Page 9 of Love By the Slice

She might not see that anytime soon because of her class schedule, so he added, “But I asked the middle schoolers to tell him to come.”

Rowan was about the age when you had to sit a boy down and say, “This is deodorant, and you need to use it every day. These are socks, and you need to change them every day.” Could it be more? A while back, Greg had heard about some people having a weird body odor because of a medical problem, but he couldn’t remember what they were supposed to do. Go to a doctor, probably. Shelly couldn’t make the kid go to a doctor, could she?

It was an hour until Shelly replied, “Yeah, I figured. When will he come back?”

It hadn’t occurred to Greg until this moment that if the boys came back with their Rowan-coupon expecting a discount, it wouldn’t happen unless Greg was the one behind the counter. But Greg wasn’t on every day. In fact, he wouldn’t be on for a few days now.

He texted, “That might be a problem.”

“We’re going to have to tell Ezra and Lacey what’s going on. We can figure this out.” That came pretty quickly, followed by, “Did you get a sense of why he’s a pariah?”

Greg texted, “They said he smells bad and won’t talk to anyone.”

Dead silence from his phone.

Greg assembled and cooked three pizzas by the time Shelly replied again. “We need to help him.”

Wasn’t that the goal all along?

She chased that with, “We should find out what grade he’s in and ask the school to do a wellness check, and then we should see if we can help. Maybe get him better clothes. Maybe access to a laundromat. I hope they don’t remove him from the home.”

Greg replied, “Why would they?”

“An underfed kid who’s not getting clean clothes and can’t take a shower?” Then a pause. “You’re right, they’d probably leave him there. Social services isn’t the best.”

That sounded bitter, so he replied, “And here you said social services didn’t get the respect it should get.”

She shot back, “Not always that much to respect.” Followed a second later by, “Sorry. It’s just a sore subject. They’re underfunded and overworked. Anyhow, we should figure something out for him.”

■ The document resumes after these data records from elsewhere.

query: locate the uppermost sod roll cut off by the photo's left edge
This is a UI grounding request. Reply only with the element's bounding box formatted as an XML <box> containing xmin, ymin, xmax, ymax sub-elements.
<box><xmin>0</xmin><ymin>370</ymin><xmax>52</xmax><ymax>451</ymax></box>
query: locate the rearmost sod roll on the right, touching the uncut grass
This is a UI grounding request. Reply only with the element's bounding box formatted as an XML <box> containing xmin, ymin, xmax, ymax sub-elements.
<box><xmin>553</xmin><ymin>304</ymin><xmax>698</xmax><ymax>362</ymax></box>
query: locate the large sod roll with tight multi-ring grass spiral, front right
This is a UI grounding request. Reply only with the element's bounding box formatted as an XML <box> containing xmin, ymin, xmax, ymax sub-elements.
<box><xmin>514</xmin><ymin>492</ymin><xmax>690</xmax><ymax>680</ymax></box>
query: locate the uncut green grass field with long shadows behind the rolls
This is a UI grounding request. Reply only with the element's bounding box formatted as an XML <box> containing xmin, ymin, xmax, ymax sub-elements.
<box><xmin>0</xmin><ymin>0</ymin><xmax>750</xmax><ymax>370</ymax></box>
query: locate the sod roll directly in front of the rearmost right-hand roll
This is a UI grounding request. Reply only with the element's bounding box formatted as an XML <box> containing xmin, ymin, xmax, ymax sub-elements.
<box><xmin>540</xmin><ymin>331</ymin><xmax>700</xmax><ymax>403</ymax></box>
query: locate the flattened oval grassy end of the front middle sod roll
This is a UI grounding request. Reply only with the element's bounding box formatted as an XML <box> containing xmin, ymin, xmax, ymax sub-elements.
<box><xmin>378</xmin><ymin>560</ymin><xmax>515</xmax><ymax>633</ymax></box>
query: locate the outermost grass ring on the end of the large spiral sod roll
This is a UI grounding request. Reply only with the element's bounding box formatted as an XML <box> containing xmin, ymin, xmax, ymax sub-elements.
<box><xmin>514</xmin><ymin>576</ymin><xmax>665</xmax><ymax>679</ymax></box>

Greg took an order over the phone, then added it to the stack of orders coming in online. This wouldn’t be a terribly busy night, but they’d sell out the Loveless One Hundred. The rush and ebb of work gave him time to think.

Shelly had leaped right to assuming Rowan didn’t have clean clothes or access to a shower. Could that be true? Could kids be homeless? It made sense, but probably it was just a thing that would work itself out over time.

She texted him, “I’m going to alert the school for a wellness check now, before we talk to him.”

The school would fix it. Or maybe Rowan’s family just needed their washing machine replaced. But the school should have resources and stuff. It would be fine.

She texted an hour later. “I wish we knew where he lived.”

That would be a massive breech of privacy, right? To go track down the kid’s family and show up at their door? “What would you do?”

“Make sure the family’s all right. Figure out what’s wrong.”

And then, “No one ever did that for us.”

Greg replied, “No one?”

Based on how Ezra described their childhood, Greg found that hard to believe. Ezra said some days there hadn’t been food at all.

Shelly replied, “No one who did anything about it. We got gift baskets from time to time, but nothing to get us out of there.”

Shelly was aiming straight for the worst case scenario here: wholesale neglect and starvation, as opposed to maybe a mischievous kid who forgot to change his socks. The school would ring the doorbell, and it would turn out Rowan didn’t know you were supposed to use two laundry detergent pods for a full load.

It wasn’t really their problem to solve, in other words. But he’d help Shelly because she seemed so driven.

And, anyhow, it was keeping her talking. They hadn’t texted this much in the past couple of years, so if they could help a kid and he could get her closer to him, well, those were two good things that could happen.